Hoje o panorama vai mudando. Na Igreja Católica Romana, após o Concílio Vaticano II, já não se considera Madalena como uma prostituta. Essa modificação aconteceu quase em silêncio, como é costume nas transformações eclesiásticas que podem causar alguma alteração na fé dos fiéis. Na sua festa litúrgica (22 de julho) Maria Madalena já não aparece como a “penitente”, em vez da passagem de Lc 7, 35-50 em que se descreve a unção da prostituta, lê-se agora o Evangelho de João 20, 1-2.11-18 no qual se narra que Maria Madalena foi a primeira a anunciar aos apóstolos que o Mestre estava vivo. Em sua
nova liturgia, Madalena já não é uma ex-prostituta convertida, mas uma mulher santa que foi testemunha e apóstola na primeira comunidade cristã. Porém, há um longo caminho a percorrer.

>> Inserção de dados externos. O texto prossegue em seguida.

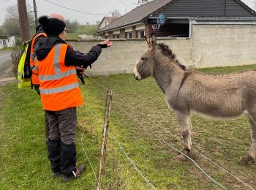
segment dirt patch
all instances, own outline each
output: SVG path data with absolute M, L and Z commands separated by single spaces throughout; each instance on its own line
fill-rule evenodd
M 11 83 L 13 81 L 15 81 L 15 77 L 0 77 L 0 86 L 6 86 L 7 84 Z

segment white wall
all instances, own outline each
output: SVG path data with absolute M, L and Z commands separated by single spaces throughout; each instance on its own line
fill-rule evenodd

Hoje, as mulheres continuam com grande atuação no cristianismo: nas comunidades e também nas esferas sociais. Se verificarmos as estatísticas, perceberemos que, nas comunidades cristãs, o número de mulheres atuantes ultrapassa o número de homens. Embora o poder de autoridade ainda esteja na esfera hierárquica da Igreja, as mulheres já ocupam espaços de liderança e permanecem à frente de suas comunidades e movimentos, atuando em defesa da vida.
ANEXO
A Biblioteca de Nag Hammadí é uma coleção de textos religiosos da época do cristianismo primitivo. No mês de dezembro 1945, dois camponeses da região de Nag Hammadí, no Egito, enquanto trabalhava no campo encontraram um jarro com fragmentos de papiros. Descobriu-se que esses fragmentos eram uma coleção de manuscritos antigos, constituída de 12 códices, cerca de 52 tratados; com as duplicidades, há 45 títulos separados. O fato do clima ser muito seco fez com que os documentos fossem preservados. A maioria deles são datados entre os séculos III e IV, e pertencem a um movimento chamado gnóstico. Eles estão escritos em copta, mas originalmente foram compostos em grego.204
A palavra Gnosticismo significa conhecimento, é um termo derivado do grego - gnosis. É um movimento religioso que se expandiu pela região do Mediterrâneo no século I aC. até o século III dC. Movimento de expressões pagãs, judias e cristãs. O Gnosticismo cristão, surgiu como uma reafirmação, do modelo original de transcendência da origem do cristianismo. Eles consideravam-se os seguidores fiéis dos primeiros cristãos. Esse movimento despertou conflitos e divergências em outros cristãos. Com a cristianização do Império Romano eles foram drasticamente reduzidos, chegando a serem acusados de hereges e banidos da Igreja.205
204 ROBINSON, James M. A biblioteca de nag hammadí. São Paulo: Madras, 2006. p. 9;27;35. 205 ROBINSON, James M. A biblioteca de nag hammadí. São Paulo: Madras, 2006. p. 19-20.